Cependant, au fil d’un dialogue d’une naïveté parfois gênante – à l’image de l’échange conclusif («– Décidément, mon fils me surprendra toujours. – Ca, ce n'est peut-être pas fini, allez mon petit papa!») – apparaissent surtout les désillusions de Leopold, qui, interprété avec une grande force de conviction par Loïc Pichon, s’impose, nonobstant le titre du spectacle, comme le personnage principal: bourru et bougon, attentif à l’argent et au respect de l’ordre établi, mais loin de la caricature du monstre acharné à exploiter ses enfants prodiges, même s’il est aisé de comprendre le caractère aigri et fataliste à la fois d’un homme qui, dans sa cinquante-neuvième année, est encore tributaire, par exemple, du succès d’une visite à la reine, finalement annulée pour cause d’indisposition de «l’Autrichienne».
Les costumes d’époque conçus par Lucie Albugues – robe de chambre, puis robe rose de Nannerl, habit de Leopold – ne réservent pas de surprises, pas plus que les quelques éléments de scénographie (table, chaises, linteau de cheminée). En fait, deux absences ne cessent de peser sur ces soixante-quinze minutes: celles d’Anna Maria, la mère, disparue quelques jours plus tôt, et de Wolfgang, en Arlésienne dont on ne sait s’il fait la grasse matinée dans la pièce voisine ou s’il s’est retiré sous sa tente pour avoir subi la frivolité du public parisien la veille au cours d’un concert.
Mais sa musique, qu’Edwige Lemoine, pianiste de formation, joue au fur et mesure sur un instrument moderne, est largement représentée, qu’il s’agisse d’œuvres tout juste antérieures à ce mois de juillet 1778 où est située l’action – l’Andante cantabile con espressione de la Huitième sonate, hélas défiguré par un jeu raide et arbitraire, le duo Oiseaux, si tous les ans, vaillamment chanté par les deux protagonistes, les douze Variations «Ah, vous dirai-je maman», bien mieux venues, et le rare Capriccio/Preambulum modulant – ou de partitions antérieures – l’Allegro initial de la Première sonate (1774) et même un court extrait d’une Suite française de Bach.
Ces intermèdes, pour intéressants qu’ils soient, tendent en revanche à casser le rythme d’une représentation qui, interrompue en outre par la lecture de lettres, ne prend jamais véritablement son envol.
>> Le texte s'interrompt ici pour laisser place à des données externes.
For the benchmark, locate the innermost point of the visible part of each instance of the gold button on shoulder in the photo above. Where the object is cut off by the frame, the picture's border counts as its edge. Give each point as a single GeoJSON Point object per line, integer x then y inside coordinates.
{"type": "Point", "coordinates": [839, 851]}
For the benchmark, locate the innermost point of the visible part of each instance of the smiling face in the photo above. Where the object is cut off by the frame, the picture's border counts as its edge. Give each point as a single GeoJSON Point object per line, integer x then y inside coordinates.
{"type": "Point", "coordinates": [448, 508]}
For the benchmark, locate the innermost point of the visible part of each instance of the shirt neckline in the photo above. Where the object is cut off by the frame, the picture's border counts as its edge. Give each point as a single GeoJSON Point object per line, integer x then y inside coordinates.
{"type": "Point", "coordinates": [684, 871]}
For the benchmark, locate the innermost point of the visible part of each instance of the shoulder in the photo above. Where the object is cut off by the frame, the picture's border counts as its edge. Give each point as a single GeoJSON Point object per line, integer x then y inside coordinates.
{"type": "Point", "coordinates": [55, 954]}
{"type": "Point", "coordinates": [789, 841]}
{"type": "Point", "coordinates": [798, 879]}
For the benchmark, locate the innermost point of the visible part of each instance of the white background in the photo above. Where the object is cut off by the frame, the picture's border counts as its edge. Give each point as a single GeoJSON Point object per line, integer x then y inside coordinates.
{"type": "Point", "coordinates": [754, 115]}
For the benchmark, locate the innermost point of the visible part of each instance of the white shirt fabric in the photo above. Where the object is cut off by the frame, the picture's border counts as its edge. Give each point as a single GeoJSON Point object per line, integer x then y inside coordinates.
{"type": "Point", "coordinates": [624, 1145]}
Pourtant, indépendamment des libertés prises avec la chronologie (en fait, pour son séjour parisien de mars à septembre 1778, Mozart n’était accompagné ni de son père, ni de sa sœur), le thème paraissait pouvoir donner lieu à une exploitation plus intense et prenante: Aloysia (Weber), la franc-maçonnerie, le décès de la mère, en fin de compte, bon nombre de pistes prometteuses sont abordées pour être aussitôt abandonnées, laissant donc le spectateur sur sa faim. Dommage, car quelques notations pittoresques sur la maladie de Nannerl à Dijon, sur les rumeurs à la cour de France ou sur la superficialité des esprits de la capitale esquissent par ailleurs un tableau plaisant de l’époque.